However, this approach is only valid for linear models which do not include exposure-mediator interactions or intermediate confounding [4648]. We adopt it here (despite the presence of intermediate confounding and using a generalised linear model for the binary outcome) as a comparator to the more general counterfactual–based approach (see below). Because the presence of intermediate confounding means we do not expect to obtain unbiased estimates of the direct and indirect effects using the traditional approach, we refer to the ‘direct effect’ and ‘indirect effect’ (in inverted commas) when discussing results of this analysis.

For the traditional approach, each derived growth outcome was related to the different indicators of socioeconomic disadvantage using linear or logistic regression (for height and overweight respectively). For each socioeconomic disadvantage measure the following two models were fitted using maximum likelihood estimation:

  • Adjusted for background confounders (sex, year of birth, Health Board and ethnicity);
  • Additionally adjusted for the mediator, birth weight.

The regression coefficient for socioeconomic disadvantage in the first fitted model thus gives the estimated ‘total effect’, and the same parameter in the second fitted model gives the estimated ‘direct effect’, with the difference between them giving the estimated ‘indirect effect’. Model specifications were investigated by separately testing the significance of the interaction between the exposure of interest and each covariate (confounders and birth weight) using Wald tests. The ‘proportion mediated’ was then calculated (on the log-odds ratio (OR) scale for overweight models).

According to the literature, we would expect both a negative direct effect of socioeconomic disadvantage on height and a negative indirect effect of socioeconomic disadvantage on height, resulting in ‘consistent mediation’ [49]. On the other hand for overweight we would expect a positive direct effect and negative indirect effect, i.e. ‘inconsistent mediation’ [49]. The proportion mediated was thus calculated as the estimated ‘indirect effect’ divided by the estimated total effect for consistent mediation, and as the absolute estimated ‘indirect effect’ divided by the sum of the absolute estimated ‘indirect effect’ and the absolute estimated ‘direct effect’ for inconsistent mediation [50].

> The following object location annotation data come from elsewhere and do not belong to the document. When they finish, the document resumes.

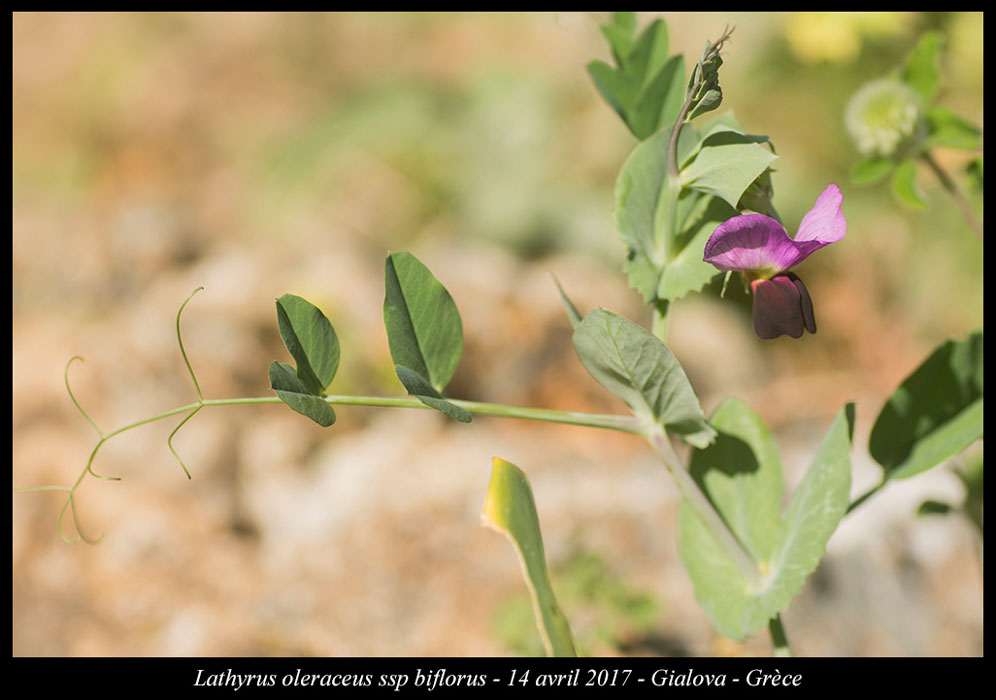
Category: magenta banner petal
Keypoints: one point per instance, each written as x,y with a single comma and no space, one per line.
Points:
805,302
825,221
755,243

To account for between-subject differences in the precision of the estimated growth outcomes the analyses were weighted by the inverse of the approximate variance of the predicted growth outcome. A robust standard error estimator was used.

As noted above, traditional mediation analysis has several limitations. In addition to its restriction to linear models, of particular concern in the present study is that intermediate confounding cannot be appropriately handled. As shown in Fig 1, maternal age and parity are presumed intermediate confounders in the present setting.

An alternative approach that can appropriately handle non-linear models and intermediate confounding has been proposed in the causal inference literature. It uses counterfactual definitions of direct and indirect effects allowing for generality and greater formality than the traditional approach [51]. Among several possible definitions proposed in this framework we consider here the ‘natural direct effect’ (NDE) and ‘natural indirect effect’ (NIE) [46, 52]. Concerns regarding the relevance of natural effect estimates have been expressed, particularly in regards to the ‘cross-world’ assumption often invoked to identify these estimands [53]. We acknowledge that this assumption could not be verified even in a hypothetical experiment. However, our focus is on partitioning the effect of an exposure into separate pathways; controlled effects, which are often suggested as alternative mediation estimands, cannot achieve this. The interpretation of NDE/NIE (what would happen if we could disable the pathway from the exposure to the mediator, and hence to study the strength of the mechanism that involves birth weight) is more appropriate for this type of exploratory mediation analysis.

Let Xi be socioeconomic disadvantage, Yi be height at age 4.5 years, Mi be birth weight, Ci be the set of background confounders (sex, year of birth, Health Board and ethnicity) and Li be the set of intermediate confounders (maternal age and parity) for child i. Let Yi(x) be the value that Yi would take if Xi had been set (possibly counter to fact) to the value x, Yi(x,m) be the value that Yi would take if Xi and Mi had been set to the values x and m, and Mi(x) be the value that Mi would take if Xi had been set to the value x.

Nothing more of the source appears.